Priyadarshan then goes ahead and takes the liberty to insert characters by the heap into the script. Sets of parents (Paresh Rawal, Tinnu Anand and a host of others), a gangster, a hitman (Johnny Lever), a random unfaithful husband (Shakti Kapoor), and a lot of accompaniments land up at a hotel for different reasons. There's unapologetic mayhem from here on.
It's not fair to write off De Dana Dan completely, because it does have a lot of brilliantly written comedy. There is visual humour, and not just the kind that involves chicken curry landing on people's heads. There's the confusion kind of humour, which never goes wrong with Johnny Lever around. And there are clever dialogues as well.

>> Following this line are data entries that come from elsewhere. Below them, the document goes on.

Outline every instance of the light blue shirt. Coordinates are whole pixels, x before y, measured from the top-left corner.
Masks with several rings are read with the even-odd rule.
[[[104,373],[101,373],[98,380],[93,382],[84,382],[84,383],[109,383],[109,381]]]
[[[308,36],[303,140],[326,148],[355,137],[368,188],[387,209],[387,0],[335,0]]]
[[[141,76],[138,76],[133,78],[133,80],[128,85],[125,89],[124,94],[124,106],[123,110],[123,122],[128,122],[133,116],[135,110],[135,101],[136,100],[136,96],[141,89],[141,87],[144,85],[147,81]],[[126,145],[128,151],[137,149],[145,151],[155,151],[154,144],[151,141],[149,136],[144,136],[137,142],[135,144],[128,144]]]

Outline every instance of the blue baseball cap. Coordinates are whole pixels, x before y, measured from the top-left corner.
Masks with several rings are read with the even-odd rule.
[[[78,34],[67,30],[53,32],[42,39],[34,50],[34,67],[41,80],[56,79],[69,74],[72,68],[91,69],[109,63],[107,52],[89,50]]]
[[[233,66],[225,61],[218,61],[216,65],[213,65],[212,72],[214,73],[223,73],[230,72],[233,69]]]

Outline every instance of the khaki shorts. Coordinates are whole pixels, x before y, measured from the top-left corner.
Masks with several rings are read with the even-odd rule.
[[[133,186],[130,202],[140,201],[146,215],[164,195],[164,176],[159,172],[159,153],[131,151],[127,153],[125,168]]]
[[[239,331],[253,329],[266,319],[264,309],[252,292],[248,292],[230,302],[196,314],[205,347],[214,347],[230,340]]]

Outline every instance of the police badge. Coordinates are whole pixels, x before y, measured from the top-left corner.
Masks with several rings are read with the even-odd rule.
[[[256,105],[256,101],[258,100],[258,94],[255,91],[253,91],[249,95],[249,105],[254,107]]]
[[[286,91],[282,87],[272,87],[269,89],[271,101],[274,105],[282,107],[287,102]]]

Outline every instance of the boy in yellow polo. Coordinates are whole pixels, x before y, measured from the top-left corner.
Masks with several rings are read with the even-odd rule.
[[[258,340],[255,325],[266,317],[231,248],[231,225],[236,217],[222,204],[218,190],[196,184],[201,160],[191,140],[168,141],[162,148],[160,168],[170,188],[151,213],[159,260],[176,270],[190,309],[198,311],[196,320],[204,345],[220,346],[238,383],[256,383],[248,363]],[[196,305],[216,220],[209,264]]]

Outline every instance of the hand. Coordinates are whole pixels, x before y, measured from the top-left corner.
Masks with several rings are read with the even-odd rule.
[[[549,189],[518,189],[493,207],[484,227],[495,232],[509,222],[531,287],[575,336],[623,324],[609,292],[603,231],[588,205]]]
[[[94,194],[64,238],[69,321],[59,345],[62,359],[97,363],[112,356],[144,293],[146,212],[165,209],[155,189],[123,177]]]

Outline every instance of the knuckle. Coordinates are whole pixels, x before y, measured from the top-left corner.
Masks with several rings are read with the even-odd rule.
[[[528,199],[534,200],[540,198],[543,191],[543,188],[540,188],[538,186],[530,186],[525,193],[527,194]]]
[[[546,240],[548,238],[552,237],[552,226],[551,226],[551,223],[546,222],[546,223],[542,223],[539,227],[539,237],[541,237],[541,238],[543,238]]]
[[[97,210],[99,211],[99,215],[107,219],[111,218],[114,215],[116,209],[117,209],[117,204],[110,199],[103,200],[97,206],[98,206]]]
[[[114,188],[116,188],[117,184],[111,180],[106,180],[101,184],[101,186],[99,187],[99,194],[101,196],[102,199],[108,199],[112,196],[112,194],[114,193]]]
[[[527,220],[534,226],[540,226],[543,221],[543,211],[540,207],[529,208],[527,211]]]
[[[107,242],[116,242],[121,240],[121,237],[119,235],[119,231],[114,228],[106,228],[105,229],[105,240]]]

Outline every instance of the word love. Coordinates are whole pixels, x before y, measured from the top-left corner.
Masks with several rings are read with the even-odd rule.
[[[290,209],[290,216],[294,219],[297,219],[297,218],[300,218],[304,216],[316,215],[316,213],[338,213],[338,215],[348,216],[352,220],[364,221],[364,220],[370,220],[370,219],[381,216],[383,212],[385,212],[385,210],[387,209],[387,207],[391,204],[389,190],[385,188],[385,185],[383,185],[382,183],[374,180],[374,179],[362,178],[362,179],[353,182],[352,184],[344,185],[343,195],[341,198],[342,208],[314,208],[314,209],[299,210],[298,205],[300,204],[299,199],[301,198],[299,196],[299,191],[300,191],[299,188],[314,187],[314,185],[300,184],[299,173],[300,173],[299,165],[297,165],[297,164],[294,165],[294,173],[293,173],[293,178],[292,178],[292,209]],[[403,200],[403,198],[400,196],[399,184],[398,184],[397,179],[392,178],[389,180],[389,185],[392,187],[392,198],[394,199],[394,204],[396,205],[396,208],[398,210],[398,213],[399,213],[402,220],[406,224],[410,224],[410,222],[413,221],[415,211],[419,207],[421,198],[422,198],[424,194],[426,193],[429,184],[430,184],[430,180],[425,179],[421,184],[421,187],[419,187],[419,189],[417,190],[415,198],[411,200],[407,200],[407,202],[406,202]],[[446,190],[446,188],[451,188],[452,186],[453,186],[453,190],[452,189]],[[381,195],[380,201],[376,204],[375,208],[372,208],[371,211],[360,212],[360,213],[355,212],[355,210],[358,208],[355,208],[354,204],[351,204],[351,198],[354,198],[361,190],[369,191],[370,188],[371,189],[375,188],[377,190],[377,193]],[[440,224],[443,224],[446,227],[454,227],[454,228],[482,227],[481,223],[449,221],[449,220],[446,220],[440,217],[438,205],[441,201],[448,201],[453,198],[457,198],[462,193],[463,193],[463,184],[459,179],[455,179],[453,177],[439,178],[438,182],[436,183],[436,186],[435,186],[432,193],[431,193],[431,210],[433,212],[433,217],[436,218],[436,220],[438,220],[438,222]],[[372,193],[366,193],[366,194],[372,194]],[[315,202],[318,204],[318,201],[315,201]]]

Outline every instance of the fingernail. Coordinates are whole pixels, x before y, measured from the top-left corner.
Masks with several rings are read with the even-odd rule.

But then, Akshay and Suneil have little to do in the second half, which mainly features the senior lot. Also, there are so many inter-linkages, misunderstandings and mistaken identities, that you completely lose track of the bigger picture, and end up laughing solely at the moment on hand.
There's a lot of misplaced adult content in the centre of the action. The second half consists of several middle-aged men screaming and accusing one another of having slept with either a bazaari aurat (Neha Dhupia) or someone else's wife. Firstly, watching Neha Dhupia getting cozy with Vikram Gokhale in a "hilarious" misunderstanding is hardly a joke. And even if you're comfortable laughing at these things with your entire family, we're not sure you'd be able to discuss them when you get home.
Akshay, Suneil and Paresh Rawal are in their usual comic form, and are well above the characters written for them. Tinnu Anand has a delightful role, and so does Johnny Lever. The women are there just for the curves and for pleasantries, and have barely any screen time.
With the film being set in a hotel in Singapore, there's plenty of indoor action, with quite uninteresting backdrops. The music also is hardly meant to top the charts, and is more on the lines of filling awkward gaps in the script.
De Dana Dan is as mindless as it gets nowadays, but has its moments. A pity it had to fall easy prey to the empty-vessels-noise adage.